Toronto furniture maker Yorgo Liapis on small-batch furniture, hand shaping and dancing in the shop.
Q & A with Yorgo Liapis
What sort of furniture do you specialize in?
Sculptural and functional pieces.
Do you prefer hand tools or power tools?
Hand tools all the way.
Solid wood or veneer?
Solid wood usually, though shop-sawn veneer is great at times. It’s all about the material’s function.
Figured wood or straight grain?
Flowing curves or geometric shapes?
Flowing curves are a big part of my work.
The more I work with wood, the more woods I like. Ebony is beautiful but it’s too expensive and not environmentally sound.
Least favourite wood?
I don’t have a least favourite wood. I couldn’t say that about any wood. I even like 2×4s. There’s beauty in them, too. Even pine can be great.
Liapis spent some time in Yasuni National Park in Equador, and was inspired to make this piece on his return. The roots of the ficus tree are partially above ground, leading to the design of the base. The top sections have relief-carved leaves and figs.
Also inspired by his time in Equador, where jaguars inhabit, this credenza has ebony and European walnut marquetry. Liapis has made a number of pieces in this collection.
Quotes from Yorgo Liapis
I usually start around 10 a.m. and leave the shop around 10 p.m., but I’m fine with taking a long lunch break as well as a 5 p.m. break to recharge. The studio is my leisure time.
Taking woodworking at Central Tech High School was a changing point in my life. Until then I had no direction.
I’m an artist. I’m not going to go near small-batch furniture. I couldn’t last a month making 25 of the same tables.
I’ve developed the “Jaguar” collection, with a number of different pieces in that style.
I often sketch for an hour in the morning while listening to music while I drink some coffee. I also like to dance if nobody is there. I have a weird routine. I’m not your average furniture maker.
I’ve been inspired more by art than woodworking and furniture.
A shape or idea sometimes comes to me first, then I turn that into a design I can work with.
I usually have an idea in my sketchbook for years before it gets made. It’s only as I’m going about my life that I can fine-tune an idea. There’s a lot of mental energy that goes into the idea, and how I turn the idea into a design.
My “Ficus Table” was inspired by a trip to the Amazon. The roots of that tree are largely above ground.
Adrian Ferrazzutti has made some great pieces. I really love his cabinet titled “Secretary of State.” Michael Fortune’s technical skills are incredible.
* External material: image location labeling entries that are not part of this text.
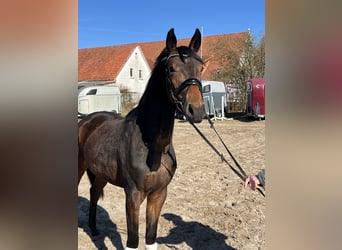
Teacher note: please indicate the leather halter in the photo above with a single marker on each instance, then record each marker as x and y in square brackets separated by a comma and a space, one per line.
[174, 92]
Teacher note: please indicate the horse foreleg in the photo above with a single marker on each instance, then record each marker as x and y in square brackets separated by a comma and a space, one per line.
[96, 191]
[133, 202]
[155, 202]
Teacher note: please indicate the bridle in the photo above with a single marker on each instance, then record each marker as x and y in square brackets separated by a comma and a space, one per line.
[174, 92]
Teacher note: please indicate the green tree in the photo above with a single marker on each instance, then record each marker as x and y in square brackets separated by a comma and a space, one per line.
[240, 60]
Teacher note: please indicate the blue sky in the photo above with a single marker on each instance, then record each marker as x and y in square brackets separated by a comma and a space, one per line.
[112, 22]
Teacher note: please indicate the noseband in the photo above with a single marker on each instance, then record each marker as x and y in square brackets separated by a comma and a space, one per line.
[174, 92]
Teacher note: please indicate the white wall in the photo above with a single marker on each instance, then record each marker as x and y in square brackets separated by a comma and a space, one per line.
[135, 84]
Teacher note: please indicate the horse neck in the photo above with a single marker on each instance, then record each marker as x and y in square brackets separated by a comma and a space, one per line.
[156, 114]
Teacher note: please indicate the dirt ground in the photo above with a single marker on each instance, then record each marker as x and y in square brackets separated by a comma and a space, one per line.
[207, 206]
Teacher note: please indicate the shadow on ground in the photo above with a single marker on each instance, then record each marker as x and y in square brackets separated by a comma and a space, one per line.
[196, 235]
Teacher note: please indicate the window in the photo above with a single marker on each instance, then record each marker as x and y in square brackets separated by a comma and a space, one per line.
[92, 92]
[206, 89]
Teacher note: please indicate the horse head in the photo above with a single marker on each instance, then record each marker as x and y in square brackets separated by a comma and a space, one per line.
[183, 71]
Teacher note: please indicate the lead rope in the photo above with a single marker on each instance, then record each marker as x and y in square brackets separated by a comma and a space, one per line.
[242, 175]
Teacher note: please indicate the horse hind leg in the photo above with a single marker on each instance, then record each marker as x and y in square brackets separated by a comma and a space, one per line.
[155, 202]
[81, 166]
[96, 191]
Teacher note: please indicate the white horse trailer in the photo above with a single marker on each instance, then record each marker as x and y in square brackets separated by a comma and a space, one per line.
[99, 98]
[215, 98]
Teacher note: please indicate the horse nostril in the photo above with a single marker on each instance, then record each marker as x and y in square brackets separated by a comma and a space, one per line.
[191, 111]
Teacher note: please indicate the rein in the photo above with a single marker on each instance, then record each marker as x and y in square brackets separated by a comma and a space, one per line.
[241, 173]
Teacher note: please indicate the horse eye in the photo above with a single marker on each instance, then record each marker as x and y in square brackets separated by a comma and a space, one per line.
[171, 69]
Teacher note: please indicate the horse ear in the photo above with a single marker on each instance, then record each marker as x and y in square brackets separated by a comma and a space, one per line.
[206, 63]
[171, 40]
[195, 42]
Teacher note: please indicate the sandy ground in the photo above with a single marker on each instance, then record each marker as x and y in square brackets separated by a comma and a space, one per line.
[207, 206]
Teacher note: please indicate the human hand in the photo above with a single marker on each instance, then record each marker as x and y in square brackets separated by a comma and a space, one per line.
[252, 182]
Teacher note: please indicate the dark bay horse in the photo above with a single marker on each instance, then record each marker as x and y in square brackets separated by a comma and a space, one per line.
[136, 152]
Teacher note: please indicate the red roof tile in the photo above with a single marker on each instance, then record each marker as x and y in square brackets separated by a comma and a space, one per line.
[104, 63]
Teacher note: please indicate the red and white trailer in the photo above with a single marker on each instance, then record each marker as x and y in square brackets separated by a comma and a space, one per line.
[256, 98]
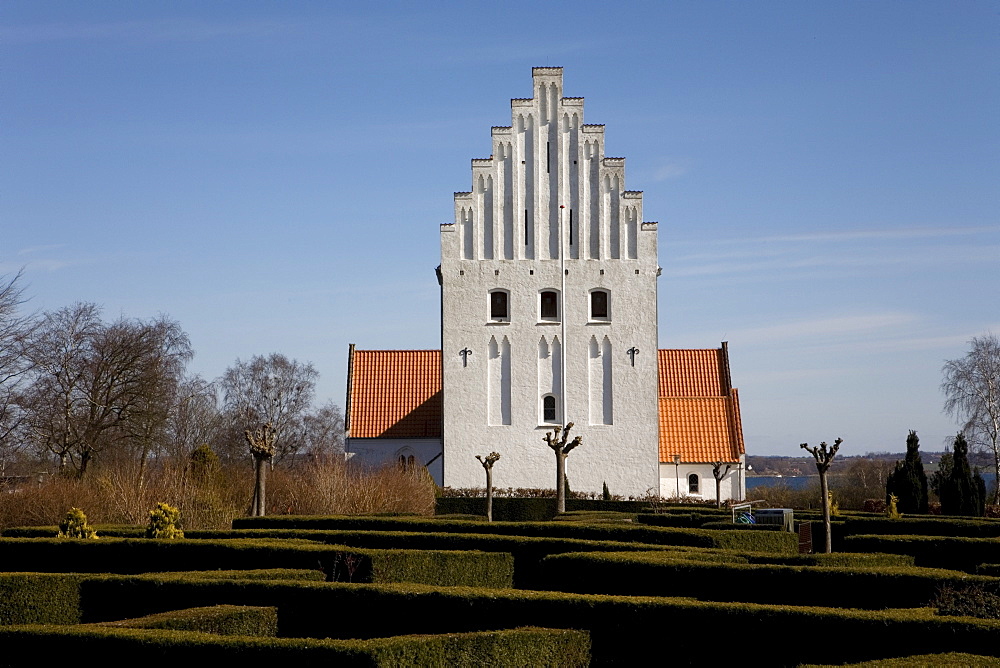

Reed Hansuld is a good friend of mine and a great artist.
I’m working on a “poster” about Dennis Rodman right now. It’s a huge challenge for me.
My “Roots” chair is one of my pieces I’m most proud of. It really pushed my boundaries as a furniture maker.
With the “Roots” chair I drew one back leg. I then developed the rest of it through sketches and mockups. It all started from the back leg.
I love the design aspect, but shaping wood with hand planes, spokeshaves, chisels and rasps is great.
I love the idea of a bowl. I like tackling folk art and making it contemporary. I think a huge part of humanity wants to make a bowl. I called mine “Seeds by Sol.”. To make it I built a plywood form with a spinning piece in the middle that helped me lay out each cedar “seed” at 137.5° to the previous seed, just like the seeds of a sunflower.
I enjoy life so much because of my work. It’s all worth it.
Listening to music, being in that rhythm and losing yourself in the shaping process with hand tools is the best part of woodworking.
Yuri Kobayashi is the best woodworker I’ve ever seen in my life. She’s a legendary character and maker who helps people so much. She guided me while I was designing the “Ficus Table,” and I was very grateful she did.
When I went to C.F.C. I didn’t need the technical skills. I wanted to figure out who I was as a woodworker and artist.